(Ottawa) On n’a pas à critiquer les provinces qui serrent la vis dans l’espoir de juguler la propagation du variant Omicron : c’est le premier ministre du Canada, Justin Trudeau, qui est l’architecte des confinements en série, accuse le chef du Parti conservateur, Erin O’Toole.

Publié le 6 janvier
Mélanie Marquis
Mélanie Marquis La Presse

« De par son action et son inaction, le gouvernement Trudeau normalise les confinements et les restrictions comme principaux outils pour combattre le plus récent variant de la COVID-19. Ça n’avait pas à se passer comme cela », a lancé le dirigeant de l’opposition officielle dans sa première conférence de presse de l’année, à Ottawa.

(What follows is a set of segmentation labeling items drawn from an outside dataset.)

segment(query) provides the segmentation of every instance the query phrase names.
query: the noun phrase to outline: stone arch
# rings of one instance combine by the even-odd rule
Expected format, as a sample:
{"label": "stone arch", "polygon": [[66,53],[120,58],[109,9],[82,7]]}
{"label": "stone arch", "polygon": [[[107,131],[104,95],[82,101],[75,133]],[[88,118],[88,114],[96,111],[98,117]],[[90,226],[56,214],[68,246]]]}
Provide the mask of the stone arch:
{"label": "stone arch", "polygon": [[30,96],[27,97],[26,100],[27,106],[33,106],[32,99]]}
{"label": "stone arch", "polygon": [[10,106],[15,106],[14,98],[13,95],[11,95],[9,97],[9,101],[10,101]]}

Car le premier ministre a échoué à fournir aux provinces et territoires « les deux outils les plus importants » qu’il avait promis de leur livrer pour mener bataille contre le virus et permettre aux Canadiens de conserver un semblant de normalité : l’approvisionnement en tests de dépistage rapide et une application de recherche de contacts efficace, a-t-il pesté.

PHOTO JUSTIN TANG, LA PRESSE CANADIENNE

Erin O’Toole, chef du Parti conservateur du Canada

Selon Erin O’Toole, le gouvernement libéral a trop tardé à acheminer suffisamment de tests aux quatre coins du pays. L’annonce de l’envoi prochain de 140 millions de ces tests est venue trop tard, a-t-il plaidé. En ce qui a trait à l’application Alerte COVID, sur laquelle Ottawa a jeté son dévolu, « comment va-t-elle, cette application ? », a-t-il raillé.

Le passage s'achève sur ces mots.